NHS staff do a fantastic job in tough circumstances, and pay restraint has been challenging for many of them. However, given the financial pressures, it is also true that the NHS would not have been able to recruit an additional 30,000 staff since May 2010 without the cap.
The NHS is short of 3,500 midwives and 40,000 nurses. What proportion of those numbers does the Secretary of State put down to the public sector pay cap?
As I said in my previous answer, without pay restraint we would not have 11,300 more doctors in the NHS and 11,300 more nurses on our wards. The hon. Gentleman will know that we recognise that it was not sustainable to carry on with the 1% rise going forward, which is why we have been given the leeway to have more flexible negotiations next year.
Hospital wards and GP surgeries are chronically understaffed, and the knock-on effect is that waiting lists are spiralling out of control. Is it not in the best interests of patients to scrap the pay cap so that the NHS can be run with the relevant number of staff in place?
I welcome what I think is my first question from the hon. Lady, and I can give her some good news: the pay cap has been scrapped.
In the work that I have done in hospitals, staff have told me that they are most unhappy about too much reliance on temporary staff, rota gaps and not feeling valued, as opposed to issues around pay.

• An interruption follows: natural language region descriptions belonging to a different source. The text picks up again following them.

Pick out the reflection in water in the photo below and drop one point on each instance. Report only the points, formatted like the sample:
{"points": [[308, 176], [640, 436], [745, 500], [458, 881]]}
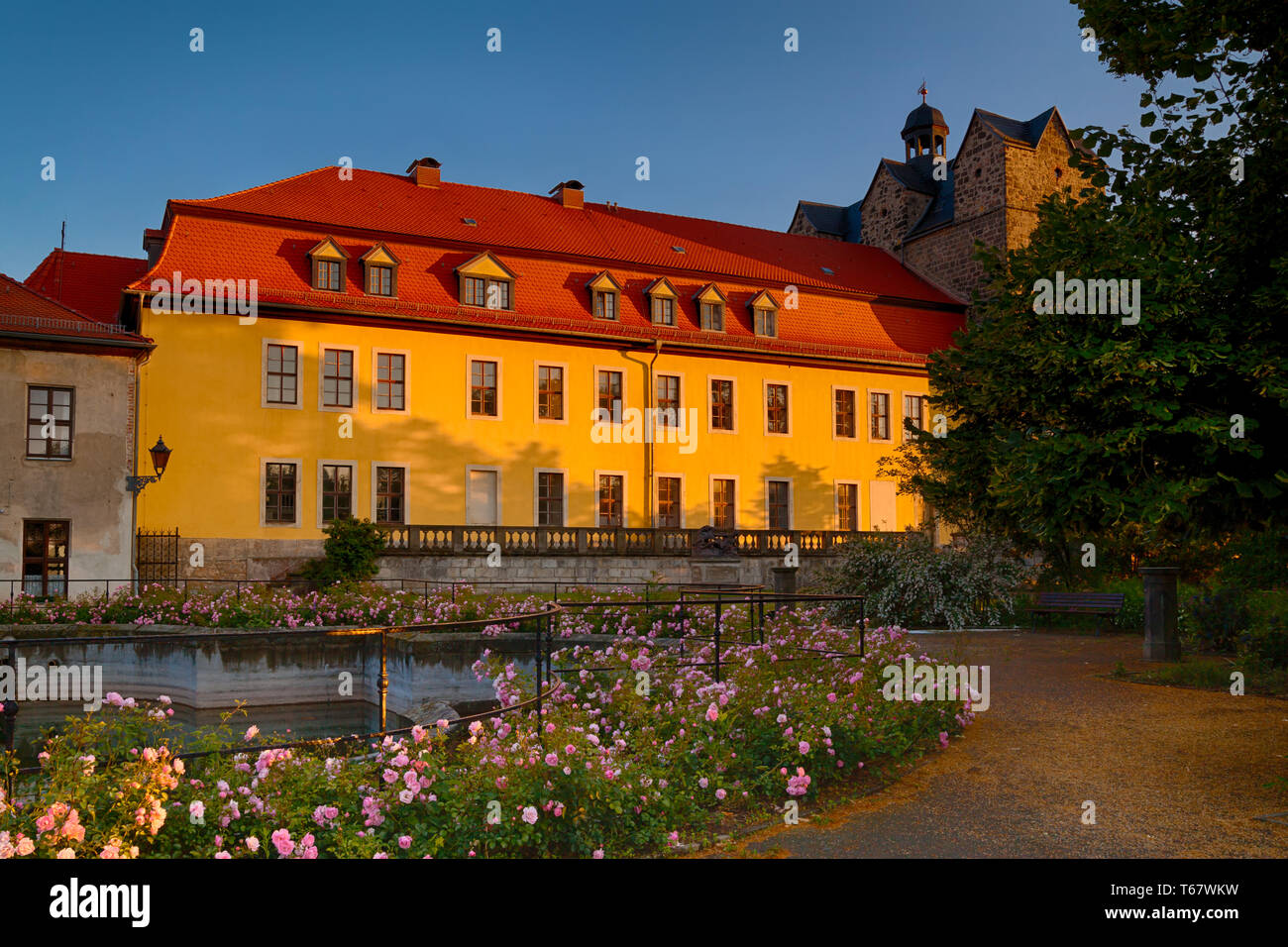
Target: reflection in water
{"points": [[284, 722], [309, 684]]}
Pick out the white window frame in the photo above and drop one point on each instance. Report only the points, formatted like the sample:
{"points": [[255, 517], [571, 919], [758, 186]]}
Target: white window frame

The latter—not feeling valued—often goes hand in hand with poor management practices. What is my right hon. Friend doing about those causes of staff unhappiness?
My hon. Friend, who has a lot of experience of working in the NHS, is absolutely right. The new Care Quality Commission inspection regime is designed precisely to identify good, strong leadership, because that has the best impact on staff and, through that, the best impact on patients.